Story of Adele H, The (1975)

The Story of Adele H (1975), directed by François Truffaut.

A true story: in 1863 a daughter of Victor Hugo -- the most famous man in the world at that time -- crossed the Atlantic alone under an assumed name in pursuit of a British officer stationed in Halifax, Nova Scotia. She loved him with obsessive, tormented passion and he cared nothing for her at all.

She's insane and we feel sorry for her. Crafty and self-deluded are a sad combination.

She begs him, threatens him and gives him money. She buys paper by the ream for her letters and journals (like her father, always writing). She has nightmares of a sister who drowned and tries to contact her via a seance. She offers the officer an open marriage and even pays for a prostitute for him so he won't be lonely. She puts a pillow under her shirt to simulate pregnancy and worships at a shrine she made to him. She ruins his engagement and explores hiring a hypnotist who will make him marry her.

(It sounds like those modern tales of women who send ten thousand texts to a man after one dinner date).

Her mind and health decline and her clothes become ragged. She wanders the streets, first of Halifax and then of Barbados where her lover was transferred. When she meets him again she no longer knows him.

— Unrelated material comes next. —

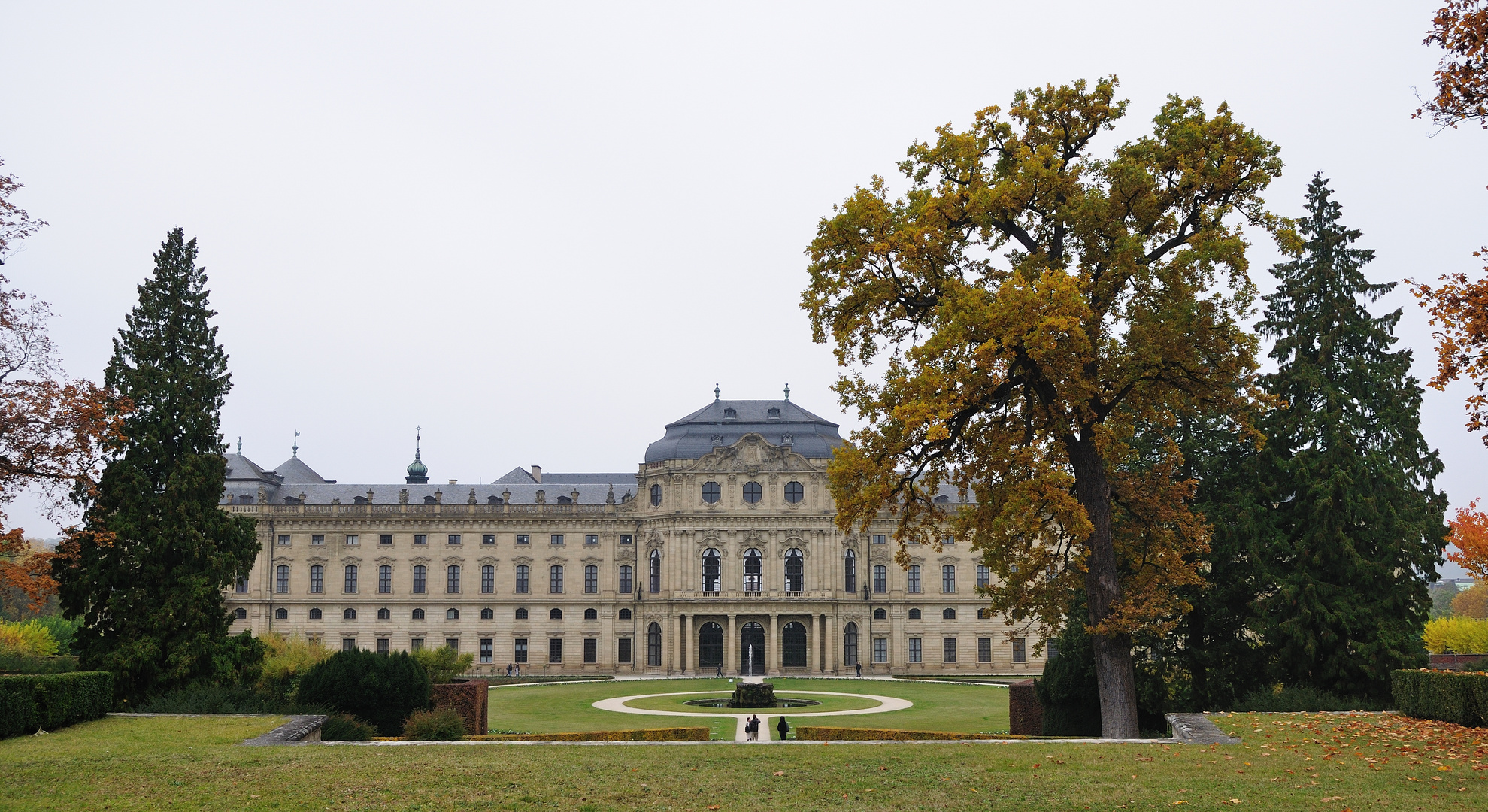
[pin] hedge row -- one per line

What happened to her after the film? She was brought back to France from Barbados and lived a quiet secluded life in an asylum for another 40 years. The story is based on her letters and diaries, some of which were not deciphered until a few years before the film.

Beautiful Isabelle Adjani (age 19, The Driver (1978), Queen Margot (1994)) is tremendously sympathetic. Smart, focused, appealing but unloved. Everyone is kind to her and there is a nice bookshop owner... but no.

Bruce Robinson plays the indifferent officer who will not turn down money or sex. He got out of acting and wrote and directed Withnail and I (1987), Jennifer 8 (1992) and The Rum Diary (2011). He also wrote The Killing Fields (1984), Fat Man and Little Boy (1989) and others.

Photographed by Néstor Almendros (Days of Heaven (1978), The Last Metro (1980)). Writing about this film he said -- modestly -- that when people praise cinematography they often actually mean the set design, costuming and beauty of the players.

Unusually, the score is repurposed classic French film music by Maurice Jaubert, who died fighting in WW2 in 1940.

Twilight Time had the Blu-ray, now out of print. Regulars Julie Kirgo and Nick Redman do the commentary track. The English subtitles for spoken French are burned in; the subtitle track for spoken English is selectable.